To compare concentrations of actives between PWS samples, we calculated according

to their serving size (Table 24)

Table 24 Amount of amines found calculated to the serving size of the PWS (mg/serve)

Samples

Amount of amines found in PWS (mg/serve) (mean ± RSD %)

Synephrine Octopamine Tyramine

A (MusclePrime)

4.69 ± 9.3 1.97 ± 10.2 1.95 ± 2.5

B (Gold Standard

Preworkout)

3.11 ± 5.6 44.62 ± 12.7 5.17 ± 0.4

C (360Rage)

1.06 ± 2.9 2.03 ± 4.6 2.05 ± 1.1

D (ErgoBlast)

3.49 ± 1.5 44.52 ± 10.1 1.39 ± 2.0

E (PumpHD)

8.30 ± 1.8 6.54 ± 3.8 6.90 ± 3.9

*PWS highlighted in red were Australian-made products

Levels of p-synephrine were in line with other reported methods of between 0.001

mg/g to 8.65 mg/g (Avula, Upparapalli, Navarrete, et al., 2005; Ganzera et al., 2005;

Marchei et al., 2006; Pellati & Benvenuti, 2007; Pellati et al., 2002; Roman et al.,

2007; Slezak et al., 2007). PumpHD, an Australian-made PWS, had the highest levels

of synephrine (8.3mg/ serve), whereas the lowest level of synephrine (1.06mg/ serve)
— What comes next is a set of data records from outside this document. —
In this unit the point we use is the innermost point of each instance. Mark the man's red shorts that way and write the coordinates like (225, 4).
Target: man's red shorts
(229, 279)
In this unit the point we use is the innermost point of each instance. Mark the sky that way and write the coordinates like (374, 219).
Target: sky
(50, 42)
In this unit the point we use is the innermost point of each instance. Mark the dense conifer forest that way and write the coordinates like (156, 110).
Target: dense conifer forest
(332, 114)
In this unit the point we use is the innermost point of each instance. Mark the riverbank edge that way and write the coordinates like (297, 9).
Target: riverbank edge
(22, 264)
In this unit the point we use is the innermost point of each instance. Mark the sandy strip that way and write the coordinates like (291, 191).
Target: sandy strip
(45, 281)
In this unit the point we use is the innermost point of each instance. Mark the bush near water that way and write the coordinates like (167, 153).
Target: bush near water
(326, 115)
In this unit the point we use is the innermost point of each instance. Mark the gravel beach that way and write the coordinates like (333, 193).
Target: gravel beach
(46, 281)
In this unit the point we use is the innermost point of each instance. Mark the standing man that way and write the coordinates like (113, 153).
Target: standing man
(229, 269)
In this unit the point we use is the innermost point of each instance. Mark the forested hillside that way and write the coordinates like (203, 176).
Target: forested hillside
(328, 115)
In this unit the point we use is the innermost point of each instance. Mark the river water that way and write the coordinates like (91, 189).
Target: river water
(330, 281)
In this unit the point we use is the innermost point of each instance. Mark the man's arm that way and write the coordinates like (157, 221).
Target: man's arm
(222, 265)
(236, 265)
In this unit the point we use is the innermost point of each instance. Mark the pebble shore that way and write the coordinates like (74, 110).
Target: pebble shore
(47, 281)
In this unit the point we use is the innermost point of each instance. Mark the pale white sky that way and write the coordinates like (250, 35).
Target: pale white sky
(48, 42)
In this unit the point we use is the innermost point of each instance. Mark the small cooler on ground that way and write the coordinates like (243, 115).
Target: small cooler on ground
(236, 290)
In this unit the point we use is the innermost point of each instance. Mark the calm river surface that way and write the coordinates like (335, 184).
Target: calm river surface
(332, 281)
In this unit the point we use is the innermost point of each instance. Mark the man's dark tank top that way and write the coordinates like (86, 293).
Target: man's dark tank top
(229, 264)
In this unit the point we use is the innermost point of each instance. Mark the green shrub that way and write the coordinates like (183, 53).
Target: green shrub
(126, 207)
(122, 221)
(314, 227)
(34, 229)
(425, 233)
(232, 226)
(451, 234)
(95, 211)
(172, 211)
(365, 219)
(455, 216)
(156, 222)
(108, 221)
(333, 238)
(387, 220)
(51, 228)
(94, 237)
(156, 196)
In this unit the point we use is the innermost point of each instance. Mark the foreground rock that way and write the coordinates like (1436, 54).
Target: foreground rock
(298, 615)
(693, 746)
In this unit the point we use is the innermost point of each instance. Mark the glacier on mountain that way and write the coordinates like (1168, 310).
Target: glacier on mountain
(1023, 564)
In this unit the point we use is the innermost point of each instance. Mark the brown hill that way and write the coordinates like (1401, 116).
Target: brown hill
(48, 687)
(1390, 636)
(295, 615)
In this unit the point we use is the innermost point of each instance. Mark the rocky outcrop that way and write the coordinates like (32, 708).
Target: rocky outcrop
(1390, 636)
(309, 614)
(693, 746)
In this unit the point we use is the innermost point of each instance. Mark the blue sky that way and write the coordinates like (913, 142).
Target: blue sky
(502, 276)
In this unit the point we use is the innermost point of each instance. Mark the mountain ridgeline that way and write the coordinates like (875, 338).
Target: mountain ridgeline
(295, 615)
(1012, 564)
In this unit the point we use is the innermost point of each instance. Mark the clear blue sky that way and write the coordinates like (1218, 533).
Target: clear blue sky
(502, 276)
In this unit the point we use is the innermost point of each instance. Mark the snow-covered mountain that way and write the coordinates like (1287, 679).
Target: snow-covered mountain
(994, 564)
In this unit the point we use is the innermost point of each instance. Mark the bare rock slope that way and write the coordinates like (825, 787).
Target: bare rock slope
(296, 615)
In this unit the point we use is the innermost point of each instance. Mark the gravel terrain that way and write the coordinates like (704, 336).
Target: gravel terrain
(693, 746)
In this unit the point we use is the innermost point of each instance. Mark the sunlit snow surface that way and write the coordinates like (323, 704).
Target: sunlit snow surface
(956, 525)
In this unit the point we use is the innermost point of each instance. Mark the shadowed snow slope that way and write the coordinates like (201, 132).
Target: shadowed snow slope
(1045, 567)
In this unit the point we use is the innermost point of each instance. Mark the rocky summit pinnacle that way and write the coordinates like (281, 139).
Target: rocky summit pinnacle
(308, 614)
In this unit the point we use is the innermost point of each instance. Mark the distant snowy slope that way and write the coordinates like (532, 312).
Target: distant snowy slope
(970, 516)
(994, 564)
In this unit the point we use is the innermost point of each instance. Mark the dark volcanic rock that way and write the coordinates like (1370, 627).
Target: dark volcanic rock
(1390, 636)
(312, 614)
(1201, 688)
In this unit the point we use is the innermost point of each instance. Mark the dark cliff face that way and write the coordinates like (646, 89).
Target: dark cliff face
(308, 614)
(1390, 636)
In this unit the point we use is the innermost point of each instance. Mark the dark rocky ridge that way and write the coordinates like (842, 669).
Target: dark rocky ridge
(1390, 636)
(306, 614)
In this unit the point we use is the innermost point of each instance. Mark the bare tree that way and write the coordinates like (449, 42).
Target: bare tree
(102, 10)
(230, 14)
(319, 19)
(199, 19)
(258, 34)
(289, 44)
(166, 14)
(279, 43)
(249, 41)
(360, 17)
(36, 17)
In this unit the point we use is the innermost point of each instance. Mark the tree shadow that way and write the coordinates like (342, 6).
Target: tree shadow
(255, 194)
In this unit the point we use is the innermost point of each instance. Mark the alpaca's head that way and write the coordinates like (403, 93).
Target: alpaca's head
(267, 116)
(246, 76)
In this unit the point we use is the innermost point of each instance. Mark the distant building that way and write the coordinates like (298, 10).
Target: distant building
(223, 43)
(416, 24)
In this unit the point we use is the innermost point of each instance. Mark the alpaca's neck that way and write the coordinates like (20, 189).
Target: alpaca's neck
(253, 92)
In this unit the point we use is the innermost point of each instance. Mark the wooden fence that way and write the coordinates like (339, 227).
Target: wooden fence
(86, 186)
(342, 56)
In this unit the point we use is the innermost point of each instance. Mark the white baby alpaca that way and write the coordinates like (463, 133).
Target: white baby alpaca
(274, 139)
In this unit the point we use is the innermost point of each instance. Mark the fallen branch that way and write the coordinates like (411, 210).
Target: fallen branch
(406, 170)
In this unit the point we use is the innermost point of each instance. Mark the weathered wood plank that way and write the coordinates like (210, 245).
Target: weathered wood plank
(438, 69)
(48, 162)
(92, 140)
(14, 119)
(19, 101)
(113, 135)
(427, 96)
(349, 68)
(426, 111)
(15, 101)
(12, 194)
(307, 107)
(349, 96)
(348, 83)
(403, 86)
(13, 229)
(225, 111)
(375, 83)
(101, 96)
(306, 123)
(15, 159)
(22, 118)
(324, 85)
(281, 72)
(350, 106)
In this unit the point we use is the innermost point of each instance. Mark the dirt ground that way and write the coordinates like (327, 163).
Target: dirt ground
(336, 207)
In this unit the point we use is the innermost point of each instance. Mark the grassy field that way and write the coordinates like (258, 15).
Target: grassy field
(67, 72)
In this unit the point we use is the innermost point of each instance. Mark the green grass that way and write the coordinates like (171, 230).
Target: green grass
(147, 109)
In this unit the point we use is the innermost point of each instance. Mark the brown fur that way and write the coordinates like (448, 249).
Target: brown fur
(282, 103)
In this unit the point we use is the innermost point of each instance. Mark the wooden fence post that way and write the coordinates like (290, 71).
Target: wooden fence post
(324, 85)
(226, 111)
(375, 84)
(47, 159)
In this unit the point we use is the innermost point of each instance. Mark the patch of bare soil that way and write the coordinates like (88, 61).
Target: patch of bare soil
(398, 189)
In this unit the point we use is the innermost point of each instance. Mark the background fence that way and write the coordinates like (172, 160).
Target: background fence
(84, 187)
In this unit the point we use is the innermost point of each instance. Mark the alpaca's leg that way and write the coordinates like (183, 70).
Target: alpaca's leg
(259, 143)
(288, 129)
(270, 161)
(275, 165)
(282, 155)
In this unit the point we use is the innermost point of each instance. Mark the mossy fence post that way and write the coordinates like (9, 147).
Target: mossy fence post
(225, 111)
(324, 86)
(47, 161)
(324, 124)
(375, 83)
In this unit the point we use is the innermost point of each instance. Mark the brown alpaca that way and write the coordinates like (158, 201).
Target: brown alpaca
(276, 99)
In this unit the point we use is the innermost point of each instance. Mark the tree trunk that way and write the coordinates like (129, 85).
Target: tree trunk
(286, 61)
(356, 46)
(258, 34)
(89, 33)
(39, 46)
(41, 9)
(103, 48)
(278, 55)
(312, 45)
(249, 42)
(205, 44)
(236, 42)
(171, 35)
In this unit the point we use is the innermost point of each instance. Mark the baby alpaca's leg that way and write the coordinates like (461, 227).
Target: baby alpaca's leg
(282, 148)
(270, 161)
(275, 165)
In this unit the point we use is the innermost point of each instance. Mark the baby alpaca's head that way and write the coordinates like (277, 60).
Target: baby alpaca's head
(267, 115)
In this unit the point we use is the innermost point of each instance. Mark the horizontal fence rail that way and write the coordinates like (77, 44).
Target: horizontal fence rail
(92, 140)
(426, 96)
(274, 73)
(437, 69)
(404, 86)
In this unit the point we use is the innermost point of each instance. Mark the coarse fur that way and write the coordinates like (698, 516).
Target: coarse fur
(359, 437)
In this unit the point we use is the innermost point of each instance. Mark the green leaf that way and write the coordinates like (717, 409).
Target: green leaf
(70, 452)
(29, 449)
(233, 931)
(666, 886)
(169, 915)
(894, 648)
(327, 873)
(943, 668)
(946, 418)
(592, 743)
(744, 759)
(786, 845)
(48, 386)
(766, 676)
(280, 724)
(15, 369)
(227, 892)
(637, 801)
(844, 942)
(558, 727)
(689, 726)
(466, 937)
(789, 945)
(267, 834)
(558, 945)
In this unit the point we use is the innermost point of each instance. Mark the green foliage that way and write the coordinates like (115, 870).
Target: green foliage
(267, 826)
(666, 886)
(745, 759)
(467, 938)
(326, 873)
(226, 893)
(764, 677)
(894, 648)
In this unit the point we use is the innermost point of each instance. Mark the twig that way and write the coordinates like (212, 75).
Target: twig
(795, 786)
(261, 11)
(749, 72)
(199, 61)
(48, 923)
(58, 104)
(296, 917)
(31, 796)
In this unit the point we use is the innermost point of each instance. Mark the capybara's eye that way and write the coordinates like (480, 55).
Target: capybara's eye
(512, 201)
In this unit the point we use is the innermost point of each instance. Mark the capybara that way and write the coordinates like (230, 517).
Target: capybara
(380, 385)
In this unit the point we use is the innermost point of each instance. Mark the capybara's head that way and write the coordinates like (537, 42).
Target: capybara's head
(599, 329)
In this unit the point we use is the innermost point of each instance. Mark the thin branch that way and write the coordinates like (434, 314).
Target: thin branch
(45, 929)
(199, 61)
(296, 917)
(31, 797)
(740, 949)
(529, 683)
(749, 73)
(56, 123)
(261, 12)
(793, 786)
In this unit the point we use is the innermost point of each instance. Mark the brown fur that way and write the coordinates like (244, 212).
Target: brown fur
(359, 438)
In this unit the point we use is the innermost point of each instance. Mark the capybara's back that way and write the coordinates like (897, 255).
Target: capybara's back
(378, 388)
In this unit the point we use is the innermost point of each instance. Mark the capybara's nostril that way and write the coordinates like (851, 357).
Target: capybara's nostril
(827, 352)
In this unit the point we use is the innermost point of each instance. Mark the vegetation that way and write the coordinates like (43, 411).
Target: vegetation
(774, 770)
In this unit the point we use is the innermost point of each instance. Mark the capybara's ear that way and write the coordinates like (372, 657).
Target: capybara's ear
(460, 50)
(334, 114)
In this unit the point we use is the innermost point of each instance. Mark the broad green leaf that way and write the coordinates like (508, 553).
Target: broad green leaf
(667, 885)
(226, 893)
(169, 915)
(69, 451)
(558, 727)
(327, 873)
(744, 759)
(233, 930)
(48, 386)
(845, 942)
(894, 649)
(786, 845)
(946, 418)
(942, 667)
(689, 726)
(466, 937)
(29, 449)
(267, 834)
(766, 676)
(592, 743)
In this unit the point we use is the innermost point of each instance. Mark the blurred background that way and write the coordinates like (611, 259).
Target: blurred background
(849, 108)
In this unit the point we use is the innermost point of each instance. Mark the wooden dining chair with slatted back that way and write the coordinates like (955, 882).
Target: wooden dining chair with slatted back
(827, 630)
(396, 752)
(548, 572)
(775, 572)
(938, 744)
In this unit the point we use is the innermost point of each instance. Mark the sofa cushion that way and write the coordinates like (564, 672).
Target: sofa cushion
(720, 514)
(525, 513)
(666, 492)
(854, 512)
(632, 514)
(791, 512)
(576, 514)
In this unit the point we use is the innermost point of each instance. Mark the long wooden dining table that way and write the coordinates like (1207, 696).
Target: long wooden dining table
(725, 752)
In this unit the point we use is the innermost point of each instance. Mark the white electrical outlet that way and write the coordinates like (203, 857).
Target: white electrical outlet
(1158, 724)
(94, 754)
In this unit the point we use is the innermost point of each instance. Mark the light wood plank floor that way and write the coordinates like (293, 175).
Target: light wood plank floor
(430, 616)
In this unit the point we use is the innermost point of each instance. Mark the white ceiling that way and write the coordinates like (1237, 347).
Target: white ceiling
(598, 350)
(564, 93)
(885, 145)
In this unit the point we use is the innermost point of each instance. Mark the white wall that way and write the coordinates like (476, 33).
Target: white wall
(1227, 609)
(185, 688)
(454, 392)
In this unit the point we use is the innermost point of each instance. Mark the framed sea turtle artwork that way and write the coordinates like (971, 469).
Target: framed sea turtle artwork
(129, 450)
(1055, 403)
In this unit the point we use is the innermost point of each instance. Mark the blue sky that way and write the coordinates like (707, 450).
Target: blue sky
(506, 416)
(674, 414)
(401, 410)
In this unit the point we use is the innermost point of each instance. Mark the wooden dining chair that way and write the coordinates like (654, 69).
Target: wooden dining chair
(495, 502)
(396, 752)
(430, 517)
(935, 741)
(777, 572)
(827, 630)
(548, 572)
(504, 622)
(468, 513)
was found in 360Rage, an internationally manufactured PWS. A much larger sample

size would be required for testing before any trend or conclusion could be made in

relation to comparing Australian to overseas-made PWS. There would also be scope

to test locally sourced and internationally sourced variants of the same brand to

observe the discrepancies between them. After recalculating the amounts found in our

analysis to its respective serving size, it was observed that all synephrine found did

not exceed the TGA’s RDD of 30 mg/serve.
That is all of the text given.